Они съели суп и купили несколько хлебцев, после чего приятель повел Синчхоля к себе на квартиру.

– Пожалуйте! Хлеб и гости, – смеясь, проговорил он, открывая дверь и входя впереди Синчхоля.

Какие‑то люди, усевшись возле чахлого светильника, так что в двух шагах ничего нельзя было разглядеть, собрались, сняв рубашки, заняться ловлей насекомых. При виде незнакомца они спешно набросили на себя рубашки и с удивлением воззрились на него.
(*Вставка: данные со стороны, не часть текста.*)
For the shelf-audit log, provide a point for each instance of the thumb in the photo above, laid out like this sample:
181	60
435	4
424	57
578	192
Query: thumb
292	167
Спутник Синчхоля протянул им хлеб, и они тут же принялись есть.

Попав в это жилье, Синчхоль будто опустился в погреб: в нос ударил смрад, темно так, что ничего не разглядишь, – от светильника никакого толка, да и холодно, как в леднике.

– Это товарищ Ю Синчхоль.

Не переставая жевать, обитатели квартиры приветствовали гостя.

– Мы тут втроем делим нужду, – засмеялся знакомый Синчхоля, тряхнув густой шевелюрой. – Теперь и вы с нами будете лихо хлебать!

Синчхоль смотрел на них, съежившихся от холода в одном нижнем грязном до черноты белье.

– Сегодня нам не придется голодать... Странные вещи случаются! Этот товарищ искал меня, оказывается, – объявил спутник Синчхоля.

– Интересно, что мы завтра будем есть... – проговорил круглолицый человек по имени Кихо.

– Зачем беспокоиться о завтрашнем дне?.. Живуч человек!.. – отозвался другой. – Будет день, и будет пища!

А Синчхоль все глядел на них и не знал, как решиться ночевать здесь: в этой комнате, похожей на пещеру, и местечка‑то свободного не было. Да и как вытерпеть этот холод, пронизывающий, казалось, до самых костей. А с завтрашнего утра портфель Синчхоля и даже его пальто... Он понимал, что ему придется снять с себя все и отнести в ломбард. Какая‑то пелена на миг застлала глаза. Действительность куда страшнее, чем он представлял ее, сидя дома, за письменным столом.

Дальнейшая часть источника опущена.